Villing & Company

MSRP? More Like Manufacturer's Suggested Ripoff Price!

When I was in college, most classmates I knew had problems waking up for early classes. They’d tend to wait until the very last moment before groggily denying an ethereal Abraham Lincoln one more match of Hungry Hungry Hippos, leaving dreamland and making their way to the shower. After showing up late to a couple classes, a common method of “solving” this procrastination problem was to simply set the time on their alarm clock 5 minutes early. The theory was, that even if their alarm clock said that they were late, there would actually be an extra 5 minutes to get to class. Problem solved, right?

As anyone who’s tried this knows, the glowing digits on that alarm clock cannot fool your sleepy brain when it’s determined to play one last round with Honest Abe. As your 5-minute preset changes to 10 and then to 20 minutes, you eventually realize that you are just making it difficult on yourself. By blurring the concept of time, it’s ceased to be useful. This may be one of those universal life lessons, like “touching the stove hurts” or “gorging on sweets makes you sick” or “when the orangutan at the zoo offers you a cloth ‘goodie’ bag, it WILL be filled with poo.”

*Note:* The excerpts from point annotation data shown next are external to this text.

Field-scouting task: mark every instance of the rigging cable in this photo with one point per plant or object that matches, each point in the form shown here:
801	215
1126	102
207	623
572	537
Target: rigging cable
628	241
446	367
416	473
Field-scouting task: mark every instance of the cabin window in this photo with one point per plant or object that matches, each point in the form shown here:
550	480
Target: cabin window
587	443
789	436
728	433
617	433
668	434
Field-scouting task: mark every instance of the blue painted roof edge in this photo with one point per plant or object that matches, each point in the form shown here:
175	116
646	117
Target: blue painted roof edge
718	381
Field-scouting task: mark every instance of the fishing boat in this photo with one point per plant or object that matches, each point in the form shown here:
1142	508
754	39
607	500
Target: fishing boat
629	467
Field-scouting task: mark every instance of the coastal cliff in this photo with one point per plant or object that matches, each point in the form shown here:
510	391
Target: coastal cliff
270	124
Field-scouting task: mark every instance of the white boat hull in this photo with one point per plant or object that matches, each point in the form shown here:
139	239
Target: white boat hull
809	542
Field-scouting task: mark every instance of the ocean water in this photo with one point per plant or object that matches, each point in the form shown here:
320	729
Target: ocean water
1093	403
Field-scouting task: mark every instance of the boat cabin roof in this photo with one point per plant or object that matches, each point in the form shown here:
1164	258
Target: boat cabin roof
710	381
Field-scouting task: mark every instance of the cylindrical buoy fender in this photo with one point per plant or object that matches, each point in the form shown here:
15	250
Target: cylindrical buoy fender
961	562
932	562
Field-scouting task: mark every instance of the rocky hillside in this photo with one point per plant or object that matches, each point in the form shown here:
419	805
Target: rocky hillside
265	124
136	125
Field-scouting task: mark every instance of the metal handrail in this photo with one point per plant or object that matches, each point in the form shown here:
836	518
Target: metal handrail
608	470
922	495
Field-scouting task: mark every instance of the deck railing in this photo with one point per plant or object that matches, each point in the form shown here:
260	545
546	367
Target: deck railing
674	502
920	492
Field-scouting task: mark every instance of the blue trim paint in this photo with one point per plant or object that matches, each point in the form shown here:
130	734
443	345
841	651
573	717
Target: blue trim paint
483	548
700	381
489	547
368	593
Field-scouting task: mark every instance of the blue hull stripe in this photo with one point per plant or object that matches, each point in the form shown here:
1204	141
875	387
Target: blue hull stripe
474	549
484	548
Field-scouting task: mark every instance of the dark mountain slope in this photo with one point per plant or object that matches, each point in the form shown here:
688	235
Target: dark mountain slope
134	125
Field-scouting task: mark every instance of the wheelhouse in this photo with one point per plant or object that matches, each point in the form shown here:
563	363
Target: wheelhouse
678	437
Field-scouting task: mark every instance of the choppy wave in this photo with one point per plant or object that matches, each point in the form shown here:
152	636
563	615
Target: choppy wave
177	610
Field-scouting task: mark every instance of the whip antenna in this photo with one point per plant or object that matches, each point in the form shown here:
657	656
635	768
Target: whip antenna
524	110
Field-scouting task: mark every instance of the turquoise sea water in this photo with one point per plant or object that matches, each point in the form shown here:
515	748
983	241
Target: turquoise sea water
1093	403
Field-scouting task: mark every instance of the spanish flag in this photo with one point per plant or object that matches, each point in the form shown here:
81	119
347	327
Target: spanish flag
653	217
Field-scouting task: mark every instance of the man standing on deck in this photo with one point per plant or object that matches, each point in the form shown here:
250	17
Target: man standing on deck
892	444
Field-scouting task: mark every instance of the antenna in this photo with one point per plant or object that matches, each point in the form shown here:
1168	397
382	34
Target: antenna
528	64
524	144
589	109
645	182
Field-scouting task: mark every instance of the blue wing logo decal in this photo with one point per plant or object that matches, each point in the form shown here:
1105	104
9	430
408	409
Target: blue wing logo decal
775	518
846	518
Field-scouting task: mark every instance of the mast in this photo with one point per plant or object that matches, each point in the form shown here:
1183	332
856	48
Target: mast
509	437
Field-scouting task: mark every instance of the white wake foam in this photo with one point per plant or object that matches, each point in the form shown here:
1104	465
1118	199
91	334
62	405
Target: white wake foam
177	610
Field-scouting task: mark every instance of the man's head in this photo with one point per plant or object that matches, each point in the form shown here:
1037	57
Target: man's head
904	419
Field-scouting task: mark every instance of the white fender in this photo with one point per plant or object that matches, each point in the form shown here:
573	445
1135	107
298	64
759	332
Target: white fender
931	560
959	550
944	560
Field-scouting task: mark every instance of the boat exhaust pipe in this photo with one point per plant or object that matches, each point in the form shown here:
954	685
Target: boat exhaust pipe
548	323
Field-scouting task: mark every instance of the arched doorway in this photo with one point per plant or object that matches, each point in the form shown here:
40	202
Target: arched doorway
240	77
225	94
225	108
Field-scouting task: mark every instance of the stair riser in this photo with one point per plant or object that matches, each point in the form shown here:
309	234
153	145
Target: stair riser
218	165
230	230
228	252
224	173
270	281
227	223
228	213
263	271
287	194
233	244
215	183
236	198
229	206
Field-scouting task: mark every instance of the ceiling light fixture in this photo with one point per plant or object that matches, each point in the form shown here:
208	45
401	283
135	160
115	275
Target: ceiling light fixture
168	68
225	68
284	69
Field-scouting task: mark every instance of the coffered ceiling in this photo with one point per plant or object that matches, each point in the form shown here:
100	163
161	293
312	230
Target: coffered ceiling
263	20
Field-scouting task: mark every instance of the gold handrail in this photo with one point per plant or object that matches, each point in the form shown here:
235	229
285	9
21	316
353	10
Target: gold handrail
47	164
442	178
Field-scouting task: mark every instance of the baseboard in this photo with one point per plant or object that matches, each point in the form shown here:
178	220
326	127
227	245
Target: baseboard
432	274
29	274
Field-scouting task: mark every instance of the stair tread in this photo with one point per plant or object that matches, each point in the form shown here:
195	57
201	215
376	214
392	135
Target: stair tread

So why do marketers seem to never learn this lesson? When it comes to pricing and sales strategies, marketers seem to have decided that it will work to “adjust the alarm clock.” In other words, they simply call their normal pricing a “sales” price. There was probably a time in the past when the MSRP (manufacturer’s suggested retail price) actually meant what it said. These days it seems like the MSRP is merely used as a marketing gimmick. Just like adjusting the alarm clock, this may have worked in the short term. However, consumers have caught on. Everyone knows that if you’re ever paying MSRP, you’re being ripped off. So what use is it?

The idea for this article was sparked when I got a direct mail piece that promised I could trade in my car for double the Kelley Blue Book price. Now, maybe Kelley Blue Book pricing is still legitimate; however, because I’ve seen car dealerships abuse the concept of “sales” for so long, my marketing scam detector started flashing firetruck red.

If I can’t trust dealers, and they are using Kelley Blue Book pricing as a marketing gimmick, then maybe Kelley Blue Book numbers aren’t the valid measure of real-world pricing that they purport to be.

See how this works?

If I could control worldwide marketing strategy like a puppet master controlling a tiny Hungry Hungry Hippos-savvy Abe Lincoln, I’d do what every college student eventually does: turn the alarm clock back to the real time and just learn to get your lazy carcass out of bed. Blurring real-world measurements and pricing is a sure-fire way to teach your customers that your credibility is worth about as much as a cloth “goodie bag” from an orangutan.